Stellungnahme zur „Selbstbestimmungsinitiative“

 

Die am 25. November 2018 zur Abstimmung kommende sogenannte „Selbstbestimmungsinitiative“ (Volksinitiative „Schweizer Recht gegen fremde Richter“) ist unnötig, schafft Unsicherheit und würde bei einer Annahme unabsehbaren politischen und wirtschaftlichen Schaden anrichten.

Die „Selbstbestimmungsinitiative“ löst keine Probleme, sondern schafft ohne Not solche. Die bestehenden Verfahren, um interne Rechtsordnung und internationale Verpflichtungen in Einklang zu bringen, sind ausreichend und funktionieren zufriedenstellend.

Die Bestimmung, wonach die Bundesverfassung über dem Völkerrecht stehe und diesem vorgehe, ist mit dem Grundsatz „pacta sunt servanda“ nicht vereinbar. Durch die rückwirkende Anwendbarkeit werden bisher eingegangene Verpflichtungen generell in Frage gestellt. Dadurch würde sich die Schweiz als völkerrechtliche Vertragspartnerin disqualifizieren. Die Initiative stellt die Hierarchie der Rechtsebenen auf dem Kopf. Anstatt die Rechtssicherheit zu erhöhen, schafft sie Unsicherheit und Konfliktstoff in den Aussenbeziehungen unseres Landes.

Die Initiative ist mit der schweizerischen Rechtstradition nicht vereinbar. Diese beruht auf dem Grundsatz von Treu und Glauben. Die Initiative steht im Widerspruch zur bewährten Aussenpolitik des Landes, das sich – aus Überzeugung und Eigeninteresse – seit jeher für eine solide, berechenbare internationale Rechtsordnung stark macht. Völkerrecht ist nicht einseitig als Einschränkung der Verfügungsfreiheit zu verstehen. Völkerrecht schafft vielmehr Berechenbarkeit und bietet Schutz, namentlich dem Schwächeren.
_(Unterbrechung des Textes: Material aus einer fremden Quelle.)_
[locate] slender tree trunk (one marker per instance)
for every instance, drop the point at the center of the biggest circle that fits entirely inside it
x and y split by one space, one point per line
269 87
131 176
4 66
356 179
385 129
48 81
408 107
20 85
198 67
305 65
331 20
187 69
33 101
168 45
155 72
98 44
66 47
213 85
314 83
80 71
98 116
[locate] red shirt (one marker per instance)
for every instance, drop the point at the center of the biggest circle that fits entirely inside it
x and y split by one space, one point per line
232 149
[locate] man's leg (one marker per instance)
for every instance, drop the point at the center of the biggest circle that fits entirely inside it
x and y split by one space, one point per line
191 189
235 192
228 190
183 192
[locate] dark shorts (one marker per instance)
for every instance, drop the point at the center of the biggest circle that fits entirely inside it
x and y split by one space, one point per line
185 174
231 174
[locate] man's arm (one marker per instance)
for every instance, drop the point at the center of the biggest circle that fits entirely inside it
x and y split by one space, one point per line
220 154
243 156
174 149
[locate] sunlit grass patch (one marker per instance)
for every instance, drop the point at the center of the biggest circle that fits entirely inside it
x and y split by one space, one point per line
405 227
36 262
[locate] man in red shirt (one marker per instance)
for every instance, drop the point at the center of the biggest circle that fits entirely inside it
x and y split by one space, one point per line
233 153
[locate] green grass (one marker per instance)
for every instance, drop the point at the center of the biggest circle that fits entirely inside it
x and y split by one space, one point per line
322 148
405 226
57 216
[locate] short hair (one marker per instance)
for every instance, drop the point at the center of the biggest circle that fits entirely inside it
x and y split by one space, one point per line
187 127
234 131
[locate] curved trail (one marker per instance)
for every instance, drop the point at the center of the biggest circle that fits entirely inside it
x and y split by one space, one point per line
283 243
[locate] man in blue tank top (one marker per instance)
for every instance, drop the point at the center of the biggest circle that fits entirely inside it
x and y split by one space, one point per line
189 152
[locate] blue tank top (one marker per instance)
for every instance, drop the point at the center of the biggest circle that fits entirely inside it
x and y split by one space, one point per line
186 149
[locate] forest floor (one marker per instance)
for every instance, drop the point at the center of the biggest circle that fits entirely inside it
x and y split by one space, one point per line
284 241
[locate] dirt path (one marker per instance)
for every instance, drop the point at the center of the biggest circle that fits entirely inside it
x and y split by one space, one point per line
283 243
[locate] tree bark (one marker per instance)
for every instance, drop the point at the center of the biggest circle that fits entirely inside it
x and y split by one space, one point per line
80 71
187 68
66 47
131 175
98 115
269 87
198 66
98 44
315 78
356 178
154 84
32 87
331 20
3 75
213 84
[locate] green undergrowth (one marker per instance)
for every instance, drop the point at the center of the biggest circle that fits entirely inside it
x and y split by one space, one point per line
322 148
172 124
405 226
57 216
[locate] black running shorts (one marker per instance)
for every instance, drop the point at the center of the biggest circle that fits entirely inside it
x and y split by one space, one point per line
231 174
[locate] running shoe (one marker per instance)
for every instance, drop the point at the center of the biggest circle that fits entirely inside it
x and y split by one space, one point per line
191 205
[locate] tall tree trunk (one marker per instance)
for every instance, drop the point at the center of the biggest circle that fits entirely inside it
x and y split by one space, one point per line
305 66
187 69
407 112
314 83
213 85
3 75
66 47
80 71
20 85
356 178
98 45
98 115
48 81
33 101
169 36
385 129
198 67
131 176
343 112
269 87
Mit einer Annahme der Initiative würde die Schweiz ihren Ruf als vertrauenswürdiger, verlässlicher Vertragspartner preisgeben und ihre Verhandlungsposition nachhaltig schwächen. Als Welthandelsnation ist sie aber besonders auf stabile bilaterale und multilaterale Vereinbarungen und auf zuverlässig funktionierende internationale Organismen angewiesen. Völkerrechtliche Regelungen durch eine einseitige Umstülpung der Normenhierarchie in Frage zu stellen, kann nicht im Interesse eines kleinen, weltwirtschaftlich stark verflochtenen Landes und seiner im globalen Wettbewerb stehenden Wirtschaft liegen. Die Annahme der Initiative käme einer Selbstisolierung der Schweiz mit unabsehbaren ökonomischen Folgen gleich. Sie würde die Prosperität des Landes nachhaltig belasten.
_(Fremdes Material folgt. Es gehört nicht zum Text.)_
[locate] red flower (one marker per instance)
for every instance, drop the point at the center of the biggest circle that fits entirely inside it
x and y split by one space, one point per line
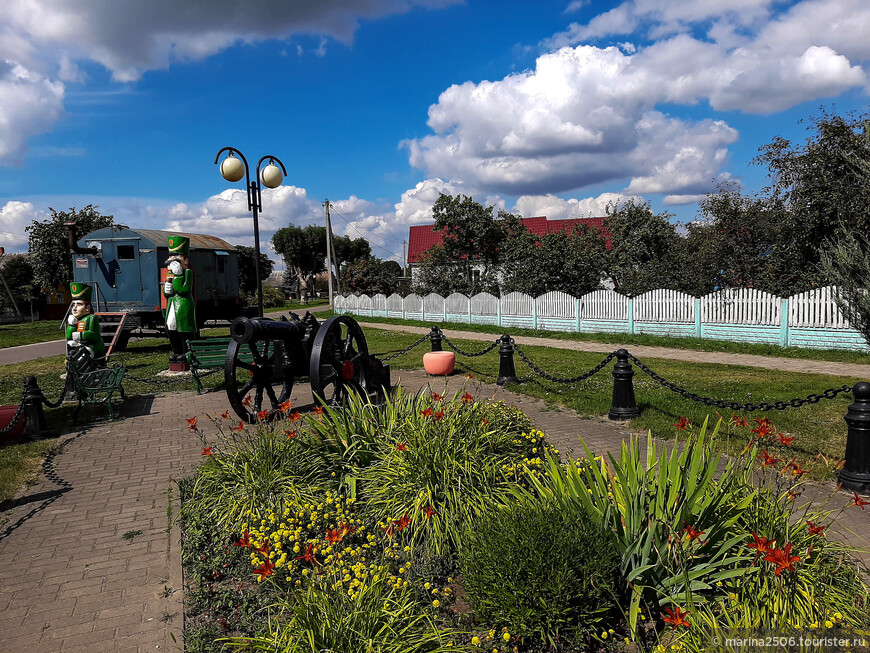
784 440
783 559
858 501
309 555
403 522
266 569
761 544
692 532
429 512
815 529
334 535
767 459
677 618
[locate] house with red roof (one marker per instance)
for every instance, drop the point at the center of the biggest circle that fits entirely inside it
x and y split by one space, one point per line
422 237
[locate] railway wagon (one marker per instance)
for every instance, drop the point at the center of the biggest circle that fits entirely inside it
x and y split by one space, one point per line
127 268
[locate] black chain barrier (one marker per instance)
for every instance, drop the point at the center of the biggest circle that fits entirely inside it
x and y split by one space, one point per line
399 352
17 416
732 405
555 379
486 350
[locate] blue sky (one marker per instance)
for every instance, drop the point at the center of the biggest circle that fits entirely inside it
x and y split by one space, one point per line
543 108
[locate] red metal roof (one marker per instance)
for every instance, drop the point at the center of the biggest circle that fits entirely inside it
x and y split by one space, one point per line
423 236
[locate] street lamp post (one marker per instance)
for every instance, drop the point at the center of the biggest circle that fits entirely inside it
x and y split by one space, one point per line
232 169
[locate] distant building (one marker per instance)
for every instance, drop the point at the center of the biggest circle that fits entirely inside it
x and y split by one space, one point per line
422 237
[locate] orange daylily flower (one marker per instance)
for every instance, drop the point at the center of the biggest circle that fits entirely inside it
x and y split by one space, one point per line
266 569
677 618
309 555
783 559
815 529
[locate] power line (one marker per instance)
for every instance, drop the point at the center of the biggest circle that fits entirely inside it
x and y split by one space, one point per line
349 224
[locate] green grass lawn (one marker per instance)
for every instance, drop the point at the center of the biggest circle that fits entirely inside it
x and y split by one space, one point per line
696 344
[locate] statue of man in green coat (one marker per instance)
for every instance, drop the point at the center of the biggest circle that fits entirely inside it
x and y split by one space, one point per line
178 290
83 327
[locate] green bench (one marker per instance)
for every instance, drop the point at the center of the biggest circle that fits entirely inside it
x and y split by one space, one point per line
210 354
93 382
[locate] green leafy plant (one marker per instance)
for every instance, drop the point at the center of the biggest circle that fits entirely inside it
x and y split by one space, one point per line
545 571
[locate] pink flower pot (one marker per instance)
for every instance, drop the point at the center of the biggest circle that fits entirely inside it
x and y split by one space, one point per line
439 363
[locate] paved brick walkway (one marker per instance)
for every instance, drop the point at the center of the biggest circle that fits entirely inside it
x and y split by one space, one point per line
89 560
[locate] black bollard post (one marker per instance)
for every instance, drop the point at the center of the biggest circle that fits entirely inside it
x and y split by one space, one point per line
506 371
34 417
435 338
623 406
855 474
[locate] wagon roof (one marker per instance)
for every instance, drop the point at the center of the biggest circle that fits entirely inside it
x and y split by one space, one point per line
160 238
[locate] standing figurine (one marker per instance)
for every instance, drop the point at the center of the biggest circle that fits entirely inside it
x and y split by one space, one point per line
83 327
178 290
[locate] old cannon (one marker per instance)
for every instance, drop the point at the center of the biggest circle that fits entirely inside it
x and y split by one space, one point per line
265 356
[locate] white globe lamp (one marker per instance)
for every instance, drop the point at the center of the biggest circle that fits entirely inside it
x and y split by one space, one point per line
232 169
271 176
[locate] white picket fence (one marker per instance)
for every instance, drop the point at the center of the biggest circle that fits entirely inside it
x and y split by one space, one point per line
809 319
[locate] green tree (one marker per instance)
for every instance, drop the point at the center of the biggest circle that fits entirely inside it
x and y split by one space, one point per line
645 248
572 263
17 273
248 271
471 248
48 243
371 276
304 253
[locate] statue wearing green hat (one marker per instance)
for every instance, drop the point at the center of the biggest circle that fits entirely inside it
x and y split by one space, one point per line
178 290
83 327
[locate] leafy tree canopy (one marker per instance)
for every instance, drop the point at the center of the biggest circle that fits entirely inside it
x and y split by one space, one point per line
49 243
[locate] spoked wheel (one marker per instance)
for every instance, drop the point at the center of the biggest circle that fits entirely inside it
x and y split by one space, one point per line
258 377
338 361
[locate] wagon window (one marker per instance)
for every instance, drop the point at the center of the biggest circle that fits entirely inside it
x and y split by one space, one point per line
126 253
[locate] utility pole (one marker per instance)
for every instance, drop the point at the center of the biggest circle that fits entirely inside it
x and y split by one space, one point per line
328 249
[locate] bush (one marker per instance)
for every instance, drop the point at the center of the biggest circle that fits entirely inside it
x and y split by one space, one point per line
541 571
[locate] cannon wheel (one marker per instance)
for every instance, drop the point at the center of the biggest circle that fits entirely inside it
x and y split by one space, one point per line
261 367
339 358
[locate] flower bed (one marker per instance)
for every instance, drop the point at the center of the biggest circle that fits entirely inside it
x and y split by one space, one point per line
436 523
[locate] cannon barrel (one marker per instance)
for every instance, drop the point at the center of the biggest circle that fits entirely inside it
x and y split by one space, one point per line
258 329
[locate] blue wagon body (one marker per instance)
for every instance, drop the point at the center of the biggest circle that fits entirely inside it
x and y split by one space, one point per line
126 274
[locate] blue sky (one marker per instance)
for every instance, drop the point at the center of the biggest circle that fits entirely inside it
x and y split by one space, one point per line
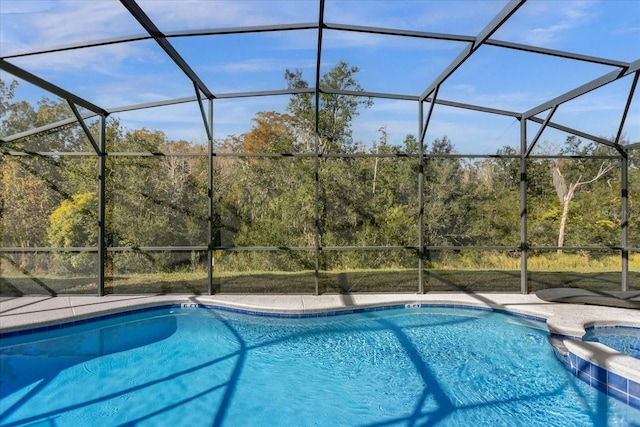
139 72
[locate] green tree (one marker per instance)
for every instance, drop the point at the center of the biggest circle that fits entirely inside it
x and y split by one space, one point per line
75 224
336 111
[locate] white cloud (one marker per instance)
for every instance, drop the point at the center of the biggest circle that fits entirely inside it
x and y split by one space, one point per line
554 20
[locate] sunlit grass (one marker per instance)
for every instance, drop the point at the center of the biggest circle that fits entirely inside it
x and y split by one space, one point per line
491 272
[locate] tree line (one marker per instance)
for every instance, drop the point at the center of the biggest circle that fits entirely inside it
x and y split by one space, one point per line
265 193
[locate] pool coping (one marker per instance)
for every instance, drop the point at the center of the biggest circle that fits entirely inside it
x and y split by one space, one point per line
592 362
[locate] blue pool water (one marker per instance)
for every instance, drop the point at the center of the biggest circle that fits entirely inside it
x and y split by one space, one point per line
624 339
198 367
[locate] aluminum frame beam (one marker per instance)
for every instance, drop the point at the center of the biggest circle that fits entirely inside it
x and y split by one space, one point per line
50 87
146 22
485 33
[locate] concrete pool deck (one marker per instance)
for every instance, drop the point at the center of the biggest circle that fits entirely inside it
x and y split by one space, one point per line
563 319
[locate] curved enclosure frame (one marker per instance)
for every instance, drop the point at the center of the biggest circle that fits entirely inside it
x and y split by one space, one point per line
318 147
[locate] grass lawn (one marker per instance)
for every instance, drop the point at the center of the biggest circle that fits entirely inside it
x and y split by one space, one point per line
348 281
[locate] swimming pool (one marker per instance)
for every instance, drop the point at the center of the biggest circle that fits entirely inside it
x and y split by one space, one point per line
172 366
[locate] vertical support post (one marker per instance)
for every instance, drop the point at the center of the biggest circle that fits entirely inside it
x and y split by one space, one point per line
524 288
624 217
420 200
316 195
422 131
317 148
102 170
211 227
Laut Initianten zielt die Initiative nicht zuletzt auf den übernationalen Grundrechteschutz durch die Europäische Menschenrechtskonvention EMRK. Zur Debatte steht eine Einschränkung der Menschenrechtsgerichtsbarkeit, mithin ein Abbau des gemeinschaftlichen Schutzniveaus, allenfalls eine Kündigung der von der Schweiz 1974 ratifizierten Konvention. Das Ergebnis wäre ein empfindlicher Abbau des individuellen Rechtsschutzes der Bewohner unseres Landes. Eine Infragestellung des gemeinsamen europäischen Grundrechteschutzes durch die demokratisch-rechtsstaatliche Schweiz wäre ein Freipass für autoritäre Führerfiguren in Europa und in Übersee.
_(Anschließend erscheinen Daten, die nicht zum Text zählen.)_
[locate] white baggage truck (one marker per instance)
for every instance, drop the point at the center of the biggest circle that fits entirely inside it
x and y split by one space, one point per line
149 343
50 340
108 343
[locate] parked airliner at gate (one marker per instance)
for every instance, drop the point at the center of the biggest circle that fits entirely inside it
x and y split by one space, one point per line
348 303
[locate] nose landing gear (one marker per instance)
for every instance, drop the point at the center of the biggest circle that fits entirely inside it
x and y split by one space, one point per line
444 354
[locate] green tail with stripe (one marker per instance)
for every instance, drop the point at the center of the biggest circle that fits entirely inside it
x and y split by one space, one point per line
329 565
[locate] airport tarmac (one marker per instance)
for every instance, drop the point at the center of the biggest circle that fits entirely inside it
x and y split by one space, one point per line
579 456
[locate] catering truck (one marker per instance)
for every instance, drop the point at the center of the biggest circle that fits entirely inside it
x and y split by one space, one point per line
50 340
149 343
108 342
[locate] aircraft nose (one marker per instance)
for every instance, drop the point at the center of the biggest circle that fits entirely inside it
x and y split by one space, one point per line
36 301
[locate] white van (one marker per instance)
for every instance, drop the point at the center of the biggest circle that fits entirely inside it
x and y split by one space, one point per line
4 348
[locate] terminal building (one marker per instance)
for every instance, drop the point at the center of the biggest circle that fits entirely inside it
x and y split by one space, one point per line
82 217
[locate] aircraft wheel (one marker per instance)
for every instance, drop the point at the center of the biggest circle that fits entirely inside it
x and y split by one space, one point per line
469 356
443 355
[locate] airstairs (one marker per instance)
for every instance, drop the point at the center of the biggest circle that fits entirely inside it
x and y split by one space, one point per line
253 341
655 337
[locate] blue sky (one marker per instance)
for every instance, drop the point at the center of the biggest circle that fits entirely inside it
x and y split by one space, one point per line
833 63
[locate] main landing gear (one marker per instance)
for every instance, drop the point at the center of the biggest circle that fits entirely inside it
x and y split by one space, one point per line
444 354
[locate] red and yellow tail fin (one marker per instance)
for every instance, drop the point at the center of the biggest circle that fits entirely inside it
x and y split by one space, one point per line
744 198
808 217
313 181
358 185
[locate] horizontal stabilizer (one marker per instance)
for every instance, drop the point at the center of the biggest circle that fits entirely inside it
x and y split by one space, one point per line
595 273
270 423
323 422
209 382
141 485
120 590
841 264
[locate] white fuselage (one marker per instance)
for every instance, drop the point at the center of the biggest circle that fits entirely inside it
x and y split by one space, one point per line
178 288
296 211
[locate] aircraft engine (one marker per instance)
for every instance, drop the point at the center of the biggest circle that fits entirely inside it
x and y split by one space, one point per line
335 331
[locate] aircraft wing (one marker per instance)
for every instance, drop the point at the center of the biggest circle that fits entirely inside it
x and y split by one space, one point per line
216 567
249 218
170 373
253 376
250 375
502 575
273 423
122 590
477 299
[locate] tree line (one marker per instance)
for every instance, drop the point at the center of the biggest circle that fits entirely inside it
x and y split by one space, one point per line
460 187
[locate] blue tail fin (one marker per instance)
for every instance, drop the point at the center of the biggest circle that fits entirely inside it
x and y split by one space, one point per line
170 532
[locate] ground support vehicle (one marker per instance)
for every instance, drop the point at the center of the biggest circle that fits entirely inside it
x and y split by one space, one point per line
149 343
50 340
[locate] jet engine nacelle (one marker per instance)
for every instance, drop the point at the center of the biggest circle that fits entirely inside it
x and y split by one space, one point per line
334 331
Die Kündigung der EMRK dürfte das Ausscheiden aus dem Europarat, dem die Schweiz 1963 beigetreten ist, nach sich ziehen. Damit würde unser Land eine wichtige Plattform intergouvernementaler und interparlamentarischer Zusammenarbeit verlieren und sich in Europa zusätzlich isolieren.

Der von der Initiative implizierte Angriff auf die EMRK zielt nicht so sehr auf den Europäischen Gerichtshof für Menschenrechte, dem auch schweizerische Richter angehören, als vielmehr auf die Rechtsprechung durch das Schweizerische Bundesgericht. Im Visier der Initianten stehen also nicht „fremde“, sondern unsere eigenen Richter. Damit stellt die Initiative einen Angriff auf die verfassungsmässige Gewaltenteilung in der Schweizerischen Eidgenossenschaft dar.

Die Annahme der „Selbstbestimmungsinitiative“ wäre ein mutwilliges, groteskes Eigentor. Sie käme das Land politisch und wirtschaftlich teuer zu stehen.